Grosse Strapazen meistert der Kopf


Appenzeller Zeitung vom 5. Oktober

Als Samuel Lutz und sein Kollege auf dem Säntis sassen, hatten sie erst ein Drittel der Strecke geschafft. Sie sahen ihr Ziel, den Hohen Kasten, zu dem sie auf Umwegen weiterjoggten.

GERT BRUDERER

An einem Freitagabend, 23 Uhr, hatten sich der Lüchinger Samuel Lutz und Philemon Bommeli aus Waldstatt auf den Weg gemacht. 21 Stunden, 1 Minute und 40 Sekunden später waren 5211 Höhenmeter überwunden und eine Strecke von 86,5 Kilometern zurückgelegt. Weil hundert Höhenmeter einem so genannten Leistungskilometer entsprechen, haben die beiden Zwanzigjährigen in der genannten Zeit 138,16 Leistungskilometer hinter sich gebracht.

In Nizza lernten sie sich kennen
Bauschreiner Samuel Lutz und Elektroinstallateur Philemon Bommeli (beide mit Berufsmatura) haben sich bei einem Sprachaufenthalt in Nizza kennengelernt. Weil der Lüchinger eine Bergjacke trug, war er Philemon aufgefallen. Und siehe da: Es waren sich zwei mit gleichen Interessen begegnet. Samuel Lutz wollte schon damals Fallschirmaufklärer werden, Philemon Helikopter-Pilot.

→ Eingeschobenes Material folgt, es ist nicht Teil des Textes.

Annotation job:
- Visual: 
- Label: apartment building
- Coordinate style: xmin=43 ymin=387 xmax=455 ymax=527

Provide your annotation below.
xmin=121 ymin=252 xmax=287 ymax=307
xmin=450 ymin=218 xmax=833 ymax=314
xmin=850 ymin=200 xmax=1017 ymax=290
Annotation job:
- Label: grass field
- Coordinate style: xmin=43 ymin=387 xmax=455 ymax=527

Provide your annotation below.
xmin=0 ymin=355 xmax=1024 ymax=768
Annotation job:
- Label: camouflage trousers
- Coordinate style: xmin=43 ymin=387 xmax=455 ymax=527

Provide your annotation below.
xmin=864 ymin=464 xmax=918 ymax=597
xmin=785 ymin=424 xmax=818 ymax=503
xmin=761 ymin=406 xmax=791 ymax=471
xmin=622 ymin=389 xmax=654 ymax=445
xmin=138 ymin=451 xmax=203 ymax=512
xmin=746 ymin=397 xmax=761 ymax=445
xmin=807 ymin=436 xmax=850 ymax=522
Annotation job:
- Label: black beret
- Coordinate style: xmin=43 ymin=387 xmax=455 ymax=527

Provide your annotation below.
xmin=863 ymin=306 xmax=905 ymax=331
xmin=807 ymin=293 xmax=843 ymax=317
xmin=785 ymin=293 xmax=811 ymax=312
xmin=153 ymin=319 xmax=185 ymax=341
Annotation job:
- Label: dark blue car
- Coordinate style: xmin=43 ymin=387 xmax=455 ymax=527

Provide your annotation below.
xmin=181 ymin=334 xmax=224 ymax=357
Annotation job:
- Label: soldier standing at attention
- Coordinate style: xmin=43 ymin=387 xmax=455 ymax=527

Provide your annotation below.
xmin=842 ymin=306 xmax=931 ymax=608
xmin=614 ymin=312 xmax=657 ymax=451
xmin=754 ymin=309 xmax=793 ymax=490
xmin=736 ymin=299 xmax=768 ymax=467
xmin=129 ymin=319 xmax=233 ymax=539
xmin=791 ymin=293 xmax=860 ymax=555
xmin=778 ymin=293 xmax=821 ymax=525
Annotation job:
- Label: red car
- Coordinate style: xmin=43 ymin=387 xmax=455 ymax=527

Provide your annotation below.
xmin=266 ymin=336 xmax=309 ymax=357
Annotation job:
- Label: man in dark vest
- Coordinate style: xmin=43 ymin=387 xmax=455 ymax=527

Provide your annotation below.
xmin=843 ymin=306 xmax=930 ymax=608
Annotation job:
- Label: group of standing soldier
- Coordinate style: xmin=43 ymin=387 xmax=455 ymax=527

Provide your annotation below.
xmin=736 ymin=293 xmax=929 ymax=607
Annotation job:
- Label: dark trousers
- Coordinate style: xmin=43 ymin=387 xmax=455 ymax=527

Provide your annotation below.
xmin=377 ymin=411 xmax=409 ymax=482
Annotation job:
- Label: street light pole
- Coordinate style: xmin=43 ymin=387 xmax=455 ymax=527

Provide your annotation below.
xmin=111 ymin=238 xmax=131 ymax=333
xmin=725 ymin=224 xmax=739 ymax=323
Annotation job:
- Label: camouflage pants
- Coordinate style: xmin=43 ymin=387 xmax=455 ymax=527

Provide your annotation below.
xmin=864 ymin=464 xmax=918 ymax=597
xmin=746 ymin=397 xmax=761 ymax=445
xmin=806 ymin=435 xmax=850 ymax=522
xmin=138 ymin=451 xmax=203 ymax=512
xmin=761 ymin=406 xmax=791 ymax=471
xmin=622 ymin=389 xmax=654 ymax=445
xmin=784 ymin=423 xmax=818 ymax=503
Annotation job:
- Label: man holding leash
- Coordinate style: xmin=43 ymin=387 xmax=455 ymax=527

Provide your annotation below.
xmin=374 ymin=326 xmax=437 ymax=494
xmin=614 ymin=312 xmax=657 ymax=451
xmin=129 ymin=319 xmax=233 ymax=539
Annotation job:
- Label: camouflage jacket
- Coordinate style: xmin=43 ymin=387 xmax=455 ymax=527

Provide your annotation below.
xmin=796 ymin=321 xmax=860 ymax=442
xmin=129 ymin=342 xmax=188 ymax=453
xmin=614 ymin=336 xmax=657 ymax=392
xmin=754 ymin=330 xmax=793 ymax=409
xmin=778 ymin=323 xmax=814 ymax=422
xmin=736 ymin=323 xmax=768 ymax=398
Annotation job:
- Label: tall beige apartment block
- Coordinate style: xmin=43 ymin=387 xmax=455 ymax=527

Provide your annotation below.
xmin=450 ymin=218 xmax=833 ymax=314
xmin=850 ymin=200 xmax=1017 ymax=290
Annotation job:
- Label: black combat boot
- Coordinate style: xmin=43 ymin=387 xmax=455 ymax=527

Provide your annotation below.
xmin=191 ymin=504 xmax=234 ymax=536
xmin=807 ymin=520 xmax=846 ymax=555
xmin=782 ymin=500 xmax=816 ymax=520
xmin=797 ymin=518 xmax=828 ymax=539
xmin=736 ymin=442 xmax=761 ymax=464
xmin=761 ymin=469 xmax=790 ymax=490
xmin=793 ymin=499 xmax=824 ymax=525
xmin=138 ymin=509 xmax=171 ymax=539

Inzwischen möchten beide beides werden, eine erste Hürde ist geschafft: Die Kollegen gehören zu jenen rund zehn Prozent, die nächstes Jahr die Rekrutenschule beim Kommando Spezialkräfte absolvieren dürfen, als Anwärter für Fallschirmaufklärer. Erste Fallschirmsprünge haben beide hinter sich, Samuel hat sogar schon das Brevet, Philemon bald.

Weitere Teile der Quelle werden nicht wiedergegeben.